How many times a day do you pick up your phone? My embarrassing truth, according to my Moments app, is 41. Why do I pick it up? Well, because it’s there, and I feel a strange urge to see what’s on it 41 times a day apparently. My Moments app findings are as follows: on average I spend 2H and 36M per day on my phone. Of that time, I spend 23% of it on Facebook, 14% on Safari, 10% on messages, and 10% on the phone, 8% on Gmail, and 4% using the camera. There were 17 other apps I used 1-2% of that 2H and 36M, but I won’t bore you with those specifics. 

As I tell my kids, if I forced them to sit without moving for 2H and 36M, they would go nuts. It’s screens that make it possible; tv’s, computers, phones. Think of what we would accomplish, what hobbies would turn into talents, what curiosity would turn into knowledge. Maybe right under our noses is a little guitar player that will never learn to play. Think of the exercise that could have been done in that time or the conversations that never took place. Reading can also allow you to sit on your backside, but since it increases that ever important gray matter in your noggin, it’s forgiven in my book.  

Now about that gray matter in your brain. What is happening to it when you stare at your phone. To find out, I read several articles I feel are worth mentioning. The first,, is interesting because it differentiates between focused use and mindless use. If you go on your phone for an actual reason, such as to answer a call from your husband before he can say, “You never pick up your phone,” even though I have just been told by Moments that I pick it up 41 times per day, it is not as bad for your brain as mindless searching. I have to admit that I am guilty of this too. 

I have to make a side note here because it appears that there is a human natural desire to stare at something mindlessly. In this day and age too many of us, too many times, choose the phone, but according to nature can have a profound effect on our brain. 

“Building on advances in neuroscience and psychology, they’ve begun to quantify what once seemed divine and mysterious. These measurements—of everything from stress hormones to heart rate to brain waves to protein markers—indicate that when we spend time in green space, ‘there is something profound going on,’ as Strayer puts it.” 

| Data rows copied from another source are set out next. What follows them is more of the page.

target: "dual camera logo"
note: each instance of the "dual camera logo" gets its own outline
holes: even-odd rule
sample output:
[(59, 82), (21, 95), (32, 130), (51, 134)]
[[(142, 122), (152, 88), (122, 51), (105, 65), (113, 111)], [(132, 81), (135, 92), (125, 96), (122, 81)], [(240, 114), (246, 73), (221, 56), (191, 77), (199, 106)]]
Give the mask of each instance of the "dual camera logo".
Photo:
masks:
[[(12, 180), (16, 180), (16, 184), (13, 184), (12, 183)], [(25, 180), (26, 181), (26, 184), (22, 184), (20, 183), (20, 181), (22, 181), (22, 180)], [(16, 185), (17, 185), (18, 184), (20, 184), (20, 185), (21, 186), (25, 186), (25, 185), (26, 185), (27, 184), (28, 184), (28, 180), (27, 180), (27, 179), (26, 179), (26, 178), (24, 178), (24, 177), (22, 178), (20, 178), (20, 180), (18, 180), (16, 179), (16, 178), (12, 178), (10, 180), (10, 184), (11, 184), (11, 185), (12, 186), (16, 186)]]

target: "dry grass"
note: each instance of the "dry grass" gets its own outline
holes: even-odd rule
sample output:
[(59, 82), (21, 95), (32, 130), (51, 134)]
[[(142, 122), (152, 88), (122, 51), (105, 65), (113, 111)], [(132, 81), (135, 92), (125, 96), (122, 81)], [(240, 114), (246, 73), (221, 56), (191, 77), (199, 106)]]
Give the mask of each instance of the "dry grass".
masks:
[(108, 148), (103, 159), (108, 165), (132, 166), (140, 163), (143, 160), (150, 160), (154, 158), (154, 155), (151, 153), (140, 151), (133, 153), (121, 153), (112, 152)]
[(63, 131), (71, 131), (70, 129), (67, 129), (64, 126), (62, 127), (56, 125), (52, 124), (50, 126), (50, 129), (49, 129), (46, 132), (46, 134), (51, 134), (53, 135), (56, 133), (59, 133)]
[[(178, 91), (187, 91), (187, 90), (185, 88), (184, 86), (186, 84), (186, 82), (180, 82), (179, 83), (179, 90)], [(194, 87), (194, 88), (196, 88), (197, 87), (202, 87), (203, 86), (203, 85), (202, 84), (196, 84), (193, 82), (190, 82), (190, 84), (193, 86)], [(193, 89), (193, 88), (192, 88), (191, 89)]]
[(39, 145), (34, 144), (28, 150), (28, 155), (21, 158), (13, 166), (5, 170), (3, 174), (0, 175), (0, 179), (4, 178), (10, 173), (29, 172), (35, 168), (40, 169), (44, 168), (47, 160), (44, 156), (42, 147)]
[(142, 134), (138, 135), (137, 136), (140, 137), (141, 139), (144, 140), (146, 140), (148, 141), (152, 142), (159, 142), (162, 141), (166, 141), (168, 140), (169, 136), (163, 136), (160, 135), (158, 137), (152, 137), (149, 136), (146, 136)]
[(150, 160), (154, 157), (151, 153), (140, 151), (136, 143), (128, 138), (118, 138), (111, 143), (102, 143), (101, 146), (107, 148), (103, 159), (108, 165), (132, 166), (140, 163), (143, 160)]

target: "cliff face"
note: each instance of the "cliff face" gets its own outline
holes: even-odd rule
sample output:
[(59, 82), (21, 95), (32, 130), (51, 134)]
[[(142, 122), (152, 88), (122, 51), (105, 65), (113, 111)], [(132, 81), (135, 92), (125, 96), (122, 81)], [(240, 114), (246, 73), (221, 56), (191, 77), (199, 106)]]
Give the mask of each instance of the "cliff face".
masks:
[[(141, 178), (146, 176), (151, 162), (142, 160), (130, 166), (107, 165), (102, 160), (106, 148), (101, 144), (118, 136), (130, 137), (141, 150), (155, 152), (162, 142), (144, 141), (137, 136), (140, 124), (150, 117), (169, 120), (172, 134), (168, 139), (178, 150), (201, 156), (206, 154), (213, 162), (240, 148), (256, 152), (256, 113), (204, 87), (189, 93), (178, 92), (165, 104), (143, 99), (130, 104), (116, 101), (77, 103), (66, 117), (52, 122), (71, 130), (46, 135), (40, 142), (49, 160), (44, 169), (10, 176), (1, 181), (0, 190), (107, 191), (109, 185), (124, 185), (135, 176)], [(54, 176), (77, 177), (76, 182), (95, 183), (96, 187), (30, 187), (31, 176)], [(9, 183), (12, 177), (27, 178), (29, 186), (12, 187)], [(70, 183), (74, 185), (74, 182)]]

The article is well worth the read and will leave you feeling like tossing your phone to the side and taking a hike through nature. I’m not quite up for the swinging through the trees naked as one picture shows of a man, but he does appear happy. The article closes by stating, 

“Imagine a therapy that had no known side effects, was readily available, and could improve your cognitive functioning at zero cost,” the researchers wrote in their paper. It exists, they continued, and it’s called “interacting with nature.”

Okay, so I have to be upfront with the fact that I totally believe that the universe (that would be God to me) speaks to us often. Maybe not immediately when we ask, but He will speak. Anyway, I was working on this blog post and researching how smartphones effect our attention, and then when I went to church, the pastor said one particular thing that really stood out to me. She was talking about prayer and finding quiet time to speak to God, but in today’s world it is almost as if we are afraid of quiet time. What she said was that during quiet time we find ourselves turning on a screen because we don’t want to be alone with our thoughts. This really made me think because I know it’s true. We don’t know how to sit with our thoughts anymore. I have personal experience with loved ones and depression. Are we becoming a society so afraid of our thoughts that we are changing our brains? For me, quiet time and meditation comes back to prayer, but I’m not here to push that on anyone. Meditation of some sort, quietness in our lives, seems to be a human need that we are over and over again neglecting. What does that do to us? And since I’m on the topic of depression, another article I recommend reading is Here is one small clip I want to draw attention to.

“We know that medium to heavy multitaskers, who engage in multiple forms of media simultaneously, tend to demonstrate smaller gray matter area in the anterior cingulate cortex, which is the area of the brain responsible for top-down attention control,” he said. “Altogether, this means that if you are too dependent on your smartphone, you are basically damaging your ability to be attentive.”

Addicted teenagers in the study also had significantly higher scores in anxiety, depression and levels of insomnia and impulsivity, said Dr. Hyung Suk Seo, professor of neuroradiology at Korea University, who led the study.

The good news is that when 12 of the addicted teens were given nine weeks of cognitive behavioral therapy, the levels of GABA to glutamate-glutamine normalized.

“This is a common finding in the literature,” Yildirim said. “There are studies that have looked at how cognitive behavioral therapy can improve attention control and executive functioning.”

It really doesn’t take a scientist to tell us we feel better after a walk then after an hour searching the web or scrolling Facebook. Sure, maybe scientists have the tools to scan the gray matter, but as humans we were designed to know what our bodies and minds need. We just have to have the determination to get back to the basics and give our bodies what they are begging for.